When the morning bell sounds, the new prisoner lies dead on the floor, and the cellmates scold Alex for beating him overzealously. "Traitors and liars," Alex says, just as he did two years ago about his gang. The body is removed, the prison goes on lockdown, and a tall, educated man arrives. The man disapproves of "outmoded penological theories" that cram criminals together instead of eliminating their "criminal reflex " Because criminals are violent by nature, he says, they "enjoy their so-called punishment." When Alex objects that he is not a "common criminal," the man tells the Governor to use this "young, bold, vicious" teen as a "trailblazer."

Analysis

Alex, whose enjoyment of violence has had no outlet in Staja 84F, delights in thrashing the proud prisoner in the dark cell. His language becomes animated as he describes "fist[ing]" the man, "dancing about with my boots on though unlaced," and tripping the man before kicking him in the head. When he sleeps again, music, which Alex often links to violent action, intrudes into his dreams. This dream mixes not only music and violence but also sexual imagery that resonates with the proud prisoner's sexual overtures.
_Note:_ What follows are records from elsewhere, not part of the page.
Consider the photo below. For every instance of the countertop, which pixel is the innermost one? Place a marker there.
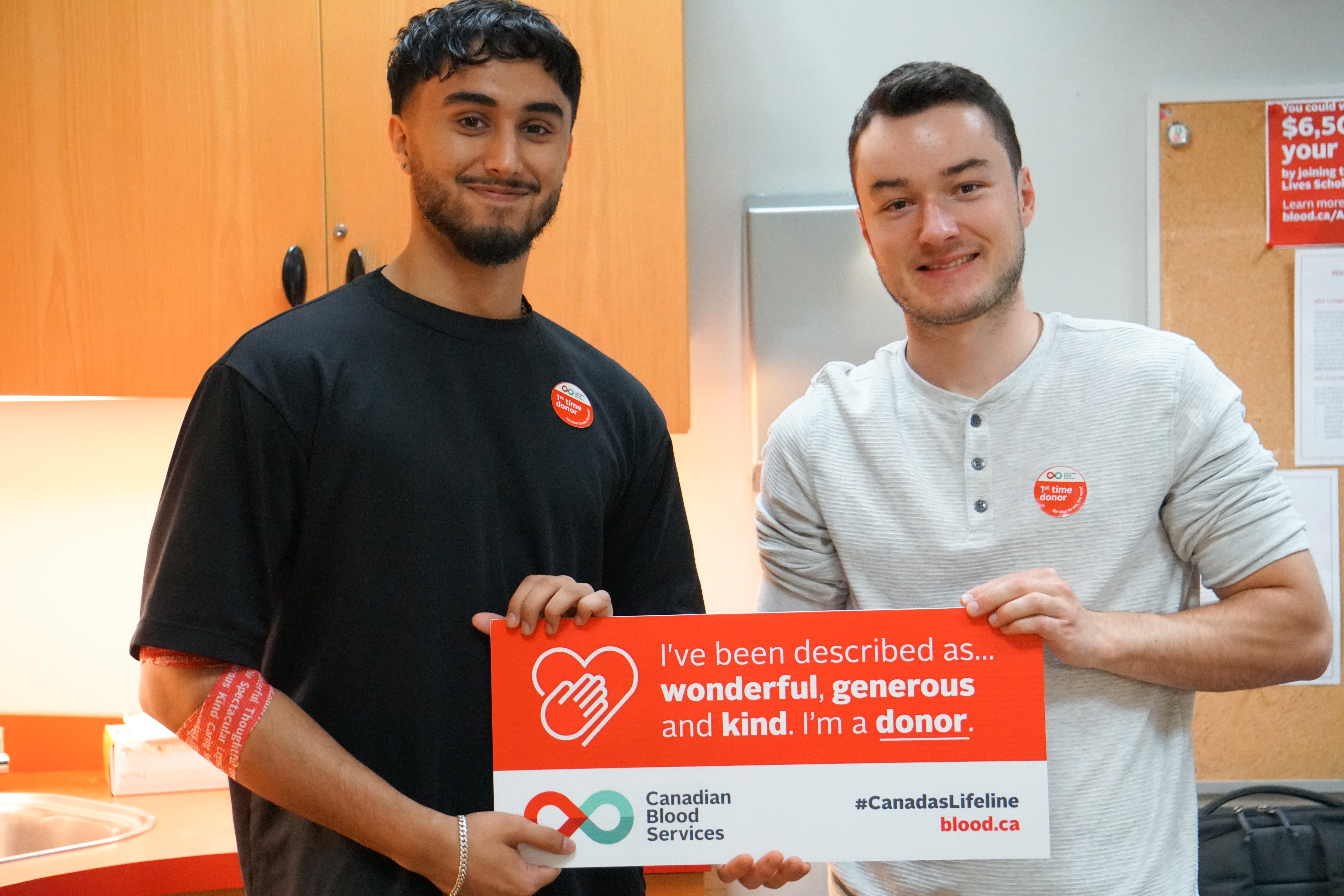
(190, 848)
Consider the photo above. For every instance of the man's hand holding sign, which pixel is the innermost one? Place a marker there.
(585, 706)
(665, 741)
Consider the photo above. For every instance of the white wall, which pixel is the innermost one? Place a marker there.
(79, 487)
(772, 88)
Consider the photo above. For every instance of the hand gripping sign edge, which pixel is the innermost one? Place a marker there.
(588, 690)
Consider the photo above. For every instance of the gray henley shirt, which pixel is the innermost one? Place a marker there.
(884, 491)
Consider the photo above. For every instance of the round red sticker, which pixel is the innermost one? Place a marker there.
(572, 405)
(1061, 491)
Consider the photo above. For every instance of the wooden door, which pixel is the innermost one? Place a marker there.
(159, 159)
(1226, 289)
(612, 265)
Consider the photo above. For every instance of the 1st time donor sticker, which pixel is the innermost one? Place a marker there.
(1061, 491)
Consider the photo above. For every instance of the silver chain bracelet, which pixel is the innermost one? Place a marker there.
(462, 855)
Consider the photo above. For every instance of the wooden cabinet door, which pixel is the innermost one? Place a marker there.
(612, 265)
(159, 160)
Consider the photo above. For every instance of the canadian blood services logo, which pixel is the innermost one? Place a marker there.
(583, 694)
(572, 405)
(581, 817)
(1061, 491)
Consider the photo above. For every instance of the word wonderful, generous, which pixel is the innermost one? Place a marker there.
(807, 653)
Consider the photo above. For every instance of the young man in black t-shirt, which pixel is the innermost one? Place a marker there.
(364, 479)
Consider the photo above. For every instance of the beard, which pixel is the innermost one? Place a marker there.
(993, 299)
(485, 245)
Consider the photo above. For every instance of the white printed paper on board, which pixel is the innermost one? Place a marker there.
(1319, 357)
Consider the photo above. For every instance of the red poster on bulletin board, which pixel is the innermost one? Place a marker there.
(1306, 172)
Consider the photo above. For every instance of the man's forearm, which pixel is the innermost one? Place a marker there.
(296, 765)
(1256, 637)
(291, 761)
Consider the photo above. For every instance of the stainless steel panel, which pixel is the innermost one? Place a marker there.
(814, 297)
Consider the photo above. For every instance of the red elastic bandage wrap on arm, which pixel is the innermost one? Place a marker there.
(221, 726)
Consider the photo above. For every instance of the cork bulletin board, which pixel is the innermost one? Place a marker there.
(1226, 289)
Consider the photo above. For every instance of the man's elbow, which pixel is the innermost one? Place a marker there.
(1315, 648)
(1316, 657)
(171, 695)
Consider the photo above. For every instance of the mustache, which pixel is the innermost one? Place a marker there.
(513, 183)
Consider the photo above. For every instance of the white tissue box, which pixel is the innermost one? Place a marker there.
(142, 757)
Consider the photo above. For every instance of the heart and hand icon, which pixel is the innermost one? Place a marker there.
(583, 694)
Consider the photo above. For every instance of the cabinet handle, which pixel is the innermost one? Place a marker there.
(354, 265)
(294, 276)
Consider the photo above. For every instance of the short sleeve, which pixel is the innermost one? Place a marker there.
(1228, 511)
(648, 561)
(226, 526)
(802, 570)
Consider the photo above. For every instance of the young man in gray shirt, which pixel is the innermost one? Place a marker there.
(1064, 477)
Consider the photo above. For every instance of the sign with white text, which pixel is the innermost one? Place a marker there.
(877, 735)
(1304, 172)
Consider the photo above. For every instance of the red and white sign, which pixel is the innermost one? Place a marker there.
(878, 735)
(572, 405)
(1304, 172)
(1061, 491)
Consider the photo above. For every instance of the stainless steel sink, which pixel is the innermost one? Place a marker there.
(41, 824)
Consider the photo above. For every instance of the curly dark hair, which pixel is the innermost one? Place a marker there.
(471, 33)
(919, 86)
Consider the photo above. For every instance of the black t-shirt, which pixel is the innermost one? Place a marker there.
(353, 481)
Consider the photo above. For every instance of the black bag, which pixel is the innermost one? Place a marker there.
(1272, 851)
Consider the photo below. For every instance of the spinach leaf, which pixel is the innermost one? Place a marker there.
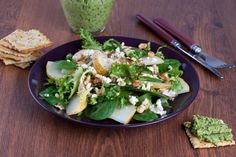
(146, 116)
(172, 67)
(150, 79)
(67, 65)
(165, 103)
(111, 45)
(76, 80)
(153, 93)
(131, 71)
(88, 42)
(101, 110)
(120, 70)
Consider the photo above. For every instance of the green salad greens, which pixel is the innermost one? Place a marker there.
(112, 80)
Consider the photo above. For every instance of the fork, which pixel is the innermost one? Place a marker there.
(212, 61)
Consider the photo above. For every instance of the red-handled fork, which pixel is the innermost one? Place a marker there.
(212, 61)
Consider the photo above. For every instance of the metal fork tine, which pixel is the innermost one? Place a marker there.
(226, 66)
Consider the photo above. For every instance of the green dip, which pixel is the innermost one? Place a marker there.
(209, 129)
(91, 15)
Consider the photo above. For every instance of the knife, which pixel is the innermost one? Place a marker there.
(176, 44)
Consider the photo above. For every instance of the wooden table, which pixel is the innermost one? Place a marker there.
(28, 130)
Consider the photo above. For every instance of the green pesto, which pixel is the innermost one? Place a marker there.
(209, 129)
(91, 15)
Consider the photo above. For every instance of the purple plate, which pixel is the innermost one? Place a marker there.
(37, 77)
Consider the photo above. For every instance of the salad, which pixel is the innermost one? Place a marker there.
(112, 80)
Alex's instrument in the dream, a "white pinky bassoon made of flesh," is oddly phallic and may represent either his fears of being sexually violated while in prison or his own sexual desires. Alex's strange, physical dream belongs in a chapter marked by bloody details and murder.
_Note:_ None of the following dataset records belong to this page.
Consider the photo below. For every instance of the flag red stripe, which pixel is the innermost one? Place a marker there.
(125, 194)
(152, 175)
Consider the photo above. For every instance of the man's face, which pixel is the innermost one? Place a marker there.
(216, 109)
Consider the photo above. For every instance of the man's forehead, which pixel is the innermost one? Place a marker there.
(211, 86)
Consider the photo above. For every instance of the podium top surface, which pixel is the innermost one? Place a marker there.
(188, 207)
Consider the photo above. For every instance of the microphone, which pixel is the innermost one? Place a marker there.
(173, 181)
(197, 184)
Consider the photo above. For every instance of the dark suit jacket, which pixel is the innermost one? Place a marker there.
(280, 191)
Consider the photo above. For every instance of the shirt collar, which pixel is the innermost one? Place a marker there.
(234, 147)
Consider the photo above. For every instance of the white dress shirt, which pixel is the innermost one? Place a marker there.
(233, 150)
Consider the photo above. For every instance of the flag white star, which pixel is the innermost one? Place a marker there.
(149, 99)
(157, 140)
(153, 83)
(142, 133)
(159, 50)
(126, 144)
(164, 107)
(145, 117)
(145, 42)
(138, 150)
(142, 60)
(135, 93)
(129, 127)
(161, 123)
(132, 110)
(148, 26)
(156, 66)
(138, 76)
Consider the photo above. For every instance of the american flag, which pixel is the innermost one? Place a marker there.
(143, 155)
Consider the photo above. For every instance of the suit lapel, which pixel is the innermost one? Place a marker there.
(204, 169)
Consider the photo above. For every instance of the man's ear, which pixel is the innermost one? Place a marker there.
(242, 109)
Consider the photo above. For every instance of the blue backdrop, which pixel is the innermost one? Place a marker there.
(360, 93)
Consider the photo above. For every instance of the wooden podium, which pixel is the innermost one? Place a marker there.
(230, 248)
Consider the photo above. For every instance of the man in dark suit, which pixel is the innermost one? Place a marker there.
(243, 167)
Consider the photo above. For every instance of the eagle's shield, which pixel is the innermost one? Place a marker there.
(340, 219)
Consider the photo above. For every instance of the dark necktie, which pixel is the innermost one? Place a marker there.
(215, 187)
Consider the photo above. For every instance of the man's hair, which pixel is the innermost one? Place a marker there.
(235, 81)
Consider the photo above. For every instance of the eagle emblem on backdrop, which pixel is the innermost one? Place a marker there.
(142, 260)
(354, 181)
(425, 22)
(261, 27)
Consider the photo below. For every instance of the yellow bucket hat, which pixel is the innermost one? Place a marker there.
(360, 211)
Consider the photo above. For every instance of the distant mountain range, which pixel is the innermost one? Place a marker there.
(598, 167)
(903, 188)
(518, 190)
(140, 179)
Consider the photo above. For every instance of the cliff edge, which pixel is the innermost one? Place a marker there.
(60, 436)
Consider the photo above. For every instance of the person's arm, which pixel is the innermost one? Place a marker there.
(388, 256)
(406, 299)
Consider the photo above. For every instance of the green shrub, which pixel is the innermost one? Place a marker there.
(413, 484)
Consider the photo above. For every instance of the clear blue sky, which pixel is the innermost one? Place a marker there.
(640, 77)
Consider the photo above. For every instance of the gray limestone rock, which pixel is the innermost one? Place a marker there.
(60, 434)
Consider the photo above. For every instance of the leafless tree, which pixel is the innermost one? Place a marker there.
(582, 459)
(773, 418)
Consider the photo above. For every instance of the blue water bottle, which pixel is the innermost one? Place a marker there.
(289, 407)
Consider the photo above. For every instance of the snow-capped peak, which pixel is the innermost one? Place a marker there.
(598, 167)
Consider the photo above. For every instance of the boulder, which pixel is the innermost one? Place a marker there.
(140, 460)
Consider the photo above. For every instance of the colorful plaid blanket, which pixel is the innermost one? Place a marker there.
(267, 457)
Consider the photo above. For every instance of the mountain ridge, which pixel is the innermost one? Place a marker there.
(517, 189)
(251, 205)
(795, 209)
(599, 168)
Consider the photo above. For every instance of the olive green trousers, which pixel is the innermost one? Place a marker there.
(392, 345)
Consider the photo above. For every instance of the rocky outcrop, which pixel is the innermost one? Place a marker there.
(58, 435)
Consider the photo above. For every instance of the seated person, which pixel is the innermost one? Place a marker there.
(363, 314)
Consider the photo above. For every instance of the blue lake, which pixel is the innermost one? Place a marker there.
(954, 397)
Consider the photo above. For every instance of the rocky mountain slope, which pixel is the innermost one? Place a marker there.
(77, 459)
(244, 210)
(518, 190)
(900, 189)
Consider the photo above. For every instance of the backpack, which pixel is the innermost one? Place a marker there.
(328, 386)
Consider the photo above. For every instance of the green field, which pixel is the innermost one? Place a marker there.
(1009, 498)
Alex wakes to the prison buzzer and another set of betrayals. His cellmates, who helped and even encouraged him to thrash the proud prisoner, blame him for lashing out with, as The Doctor says, "the forcefulness and heedlessness of youth," one of several hints that Burgess intends Alex's violence to be interpreted as the province of the young, a trait that would be naturally reformed with age—and that would make the British ending the more logical one. Alex calls his cellmates "traitors and liars" and decides that there is "no trust anywhere in the world." But in a sense, The Doctor has only confirmed what Alex thinks of himself. He is better, stronger, purer than his cellmates, as he tells the educated, serious man who visits his cell, "not a common criminal" and "not unsavoury," as they are. The man views Alex immediately as a good candidate for the new treatment. His "hard slovos [words]" about Alex mark "the beginning of my freedom," but his cold, clinical attitude as he speaks of eliminating "crime in the midst of punishment" creates suspenseful foreshadowing that does not bode well for Alex.